Increasing industry standards – Today, more people are travelling than ever before. To keep up with demand, leading manufacturers like Airbus and Boeing are reaching record numbers in A320 Neo and other aircraft production, simultaneously reaching backlog with orders that have never been reached before. In fact, figures on Airbus and Boeing support that they are each producing about 65 to 70 planes per month. On top of this, current aircraft being produced today are more efficient than ever before. As a result, there is a need for higher quality parts, better on-time delivery, and cost reduction in the industry.
Our team takes pride in being a true partner to manufacturers in aerospace, offering the best solutions for the application, ensuring reliability, on-time delivery, and value.
Speaking of offering the best solutions for the application, how do the addition of Hycomp™ composite parts help to strengthen the business value?
In acquiring the Hycomp™ company, our business expands on its existing line of Meldin® polyimide solutions and high temperature thermoplastics with polyimide composites that can also offer customers even greater mechanical performance. While Meldin® polyimides excel in addressing consistently higher temperatures, Hycomp™ composites offer an even higher mechanical position.
Additionally, the Hycomp™ team also brings co-molding part manufacturing expertise, simplifying the process of generating complex parts. Metal parts can be integrated directly within composite parts to provide a complete solution that addresses mechanical and electrical properties. Instead of needing to set up screws, screw contacts and wires, parts are integrated in a single-step design. This enables us to simplify the process of integrating multiple functions in the same part at order. The number of steps, complexity, and weight of parts can all be greatly reduced in elliptical and electrical contact parts in engines, APUs, and other non-engine applications.
What about the acquisition of American Seal and Engineering Company (ASE) and High Tech Metal Seals (HTMS)? How do they complement your offerings?
ASE, as a provider of custom metal sealing solutions founded in 1971 in Connecticut and HTMS providing advanced metal sealing solutions since 1999 from its headquarters in Belgium, are each metal seals specialists. They share some common but also distinct solutions, which are complementary to our offerings overall. The main difference is that HTMS is more focused in European markets and ASE in the US.
Both ASE and HTMS becoming part of our business expands the solutions portfolio for custom solutions in the sealing industry.
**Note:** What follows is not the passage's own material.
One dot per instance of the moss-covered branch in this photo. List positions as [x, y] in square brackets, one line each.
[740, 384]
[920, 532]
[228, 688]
As we push the limits of spring-energized seal capabilities to reach higher and higher temperatures, there are still some applications such as in the combustion chamber or high pressure turbine stage of a jet enginewhere temperature and leakage requirements are best addressed with metal seals. When it comes to addressing temperatures and leakage, we can offer the best solutions for a specific application or sealing challenge.
There seems to be numerous future opportunities in aviation. What do you specifically hope to accomplish?
I agree that there is huge potential. These are exciting times in aviation for us as well as the partners and customers we collaborate with, given our position in the market and opportunities to provide high-end seals and wear composites. I look forward to further expanding and increasing our brand recognition. I also look forward to aligning with customers to more completely understand their changing, complex service needs.